Sur le plan économique, il est clair que l’e-santé offre de nombreuses opportunités et des solutions compétitives pour la réduction des coûts des soins. Néanmoins, certains professionnels ont déploré le manque de pérennité des projets de santé numérique. « Miser sur l’investissement est insuffisant, car il faut assurer le financement du fonctionnement du projet en question », a déclaré, dans ce cadre, Pierre Simon, ancien président de l’Association Française de Télémédecine. Et ce phénomène, selon lui, traduit le manque de volontarisme politique.« Tout est question d’intentions. Il faut trouver une manière de conjuguer l’intérêt de trois acteurs : le politique, l’opérateur économique et le médecin », a, de son côté, renchérit Souhil Tliba de la Faculté de médecine de Bejaïa en Algérie.

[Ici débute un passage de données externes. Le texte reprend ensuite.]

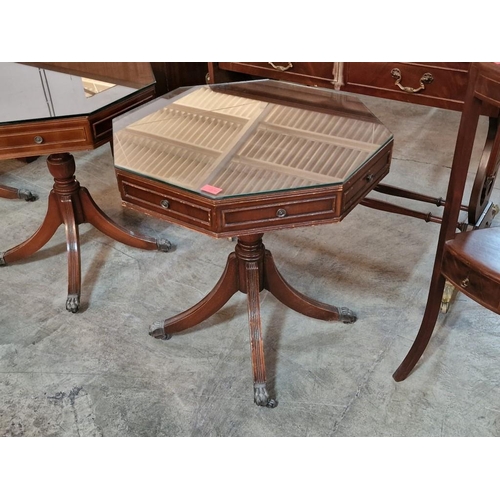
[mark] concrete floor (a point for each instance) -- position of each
(99, 373)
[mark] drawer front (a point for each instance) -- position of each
(366, 179)
(24, 140)
(307, 73)
(447, 89)
(171, 205)
(483, 288)
(287, 213)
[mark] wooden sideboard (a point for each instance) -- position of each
(441, 84)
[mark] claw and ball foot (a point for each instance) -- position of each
(157, 330)
(261, 397)
(347, 316)
(73, 303)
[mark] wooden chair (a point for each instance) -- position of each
(470, 260)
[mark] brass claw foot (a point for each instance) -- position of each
(163, 245)
(346, 315)
(261, 397)
(157, 330)
(72, 303)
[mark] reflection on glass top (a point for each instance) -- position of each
(248, 138)
(31, 93)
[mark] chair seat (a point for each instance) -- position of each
(471, 261)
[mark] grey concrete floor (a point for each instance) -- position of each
(99, 373)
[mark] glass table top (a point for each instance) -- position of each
(31, 93)
(248, 138)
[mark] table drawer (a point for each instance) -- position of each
(23, 140)
(307, 73)
(366, 179)
(483, 288)
(449, 81)
(154, 197)
(285, 213)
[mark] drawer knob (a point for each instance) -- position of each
(426, 78)
(281, 68)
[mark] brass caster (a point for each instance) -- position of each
(163, 245)
(347, 316)
(261, 397)
(157, 330)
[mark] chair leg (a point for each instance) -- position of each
(426, 328)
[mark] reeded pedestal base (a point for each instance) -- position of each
(250, 269)
(72, 205)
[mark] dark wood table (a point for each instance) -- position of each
(242, 159)
(57, 108)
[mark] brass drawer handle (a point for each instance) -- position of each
(281, 68)
(426, 78)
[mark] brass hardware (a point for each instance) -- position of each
(281, 68)
(426, 78)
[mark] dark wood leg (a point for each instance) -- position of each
(14, 193)
(95, 216)
(225, 288)
(293, 299)
(72, 205)
(47, 229)
(250, 269)
(250, 252)
(69, 218)
(426, 328)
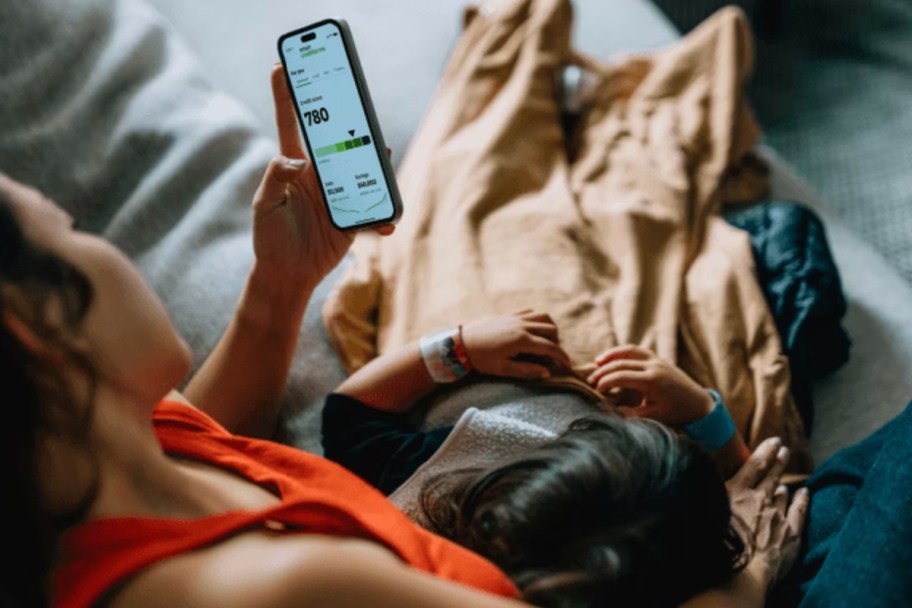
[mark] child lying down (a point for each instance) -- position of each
(575, 504)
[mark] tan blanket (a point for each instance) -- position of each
(621, 245)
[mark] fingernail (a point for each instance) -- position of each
(296, 163)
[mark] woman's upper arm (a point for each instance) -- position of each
(289, 572)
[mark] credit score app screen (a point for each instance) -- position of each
(336, 127)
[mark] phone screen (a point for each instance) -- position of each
(336, 126)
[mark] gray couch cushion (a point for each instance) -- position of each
(128, 131)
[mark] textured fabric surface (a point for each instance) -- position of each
(493, 421)
(858, 547)
(621, 246)
(802, 287)
(108, 113)
(832, 90)
(85, 83)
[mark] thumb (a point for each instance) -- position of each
(273, 188)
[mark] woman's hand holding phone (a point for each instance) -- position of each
(295, 243)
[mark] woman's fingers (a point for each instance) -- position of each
(614, 367)
(286, 119)
(273, 188)
(625, 351)
(537, 345)
(534, 316)
(523, 369)
(634, 380)
(797, 511)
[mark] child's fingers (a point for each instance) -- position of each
(771, 480)
(634, 380)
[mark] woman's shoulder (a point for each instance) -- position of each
(251, 569)
(275, 571)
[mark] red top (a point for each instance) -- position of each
(317, 496)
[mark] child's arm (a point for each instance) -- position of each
(394, 382)
(668, 395)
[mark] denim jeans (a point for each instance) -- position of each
(858, 545)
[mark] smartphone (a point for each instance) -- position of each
(340, 126)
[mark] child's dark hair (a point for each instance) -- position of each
(37, 400)
(615, 512)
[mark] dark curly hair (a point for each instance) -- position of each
(615, 512)
(38, 400)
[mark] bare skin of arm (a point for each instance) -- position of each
(242, 382)
(290, 571)
(257, 569)
(394, 382)
(664, 393)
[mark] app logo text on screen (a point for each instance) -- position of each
(336, 127)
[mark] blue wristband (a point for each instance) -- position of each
(715, 429)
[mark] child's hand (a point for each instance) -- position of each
(508, 345)
(662, 391)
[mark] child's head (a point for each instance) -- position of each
(615, 512)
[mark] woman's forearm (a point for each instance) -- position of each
(391, 382)
(242, 382)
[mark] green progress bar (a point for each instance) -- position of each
(342, 146)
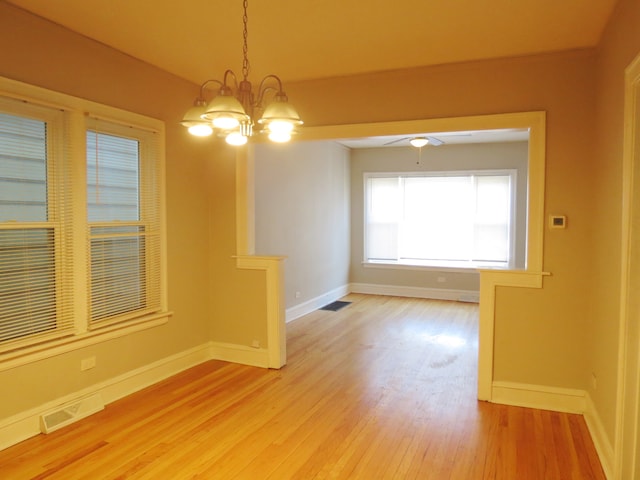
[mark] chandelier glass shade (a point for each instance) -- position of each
(235, 111)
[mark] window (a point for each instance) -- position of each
(123, 223)
(35, 299)
(80, 223)
(458, 219)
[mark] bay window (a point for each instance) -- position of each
(440, 219)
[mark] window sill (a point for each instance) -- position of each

Comme nous l’avions vu avec l’exemple des pays de l’Afrique subsaharienne, l’e-santé a su trouver sa place dans le secteur de la santé et les c’est la population qui y gagne, malgré le peu de moyens matériels dont disposent des pays comme le Mali ou le Sénégal. Mais alors, pourquoi pas en Tunisie ? La réponse a été évoquée par les intervenants, en cette première journée du Forum International de Réalités sur la santé publique : l’immobilisme des pouvoirs publics qui n’ont pas encore réalisé les opportunités de l’e-santé. L’intervention de Samira Meraï, ministre de la santé, constitue un signal positif, mais encore faut-il que les paroles soient transformées en action.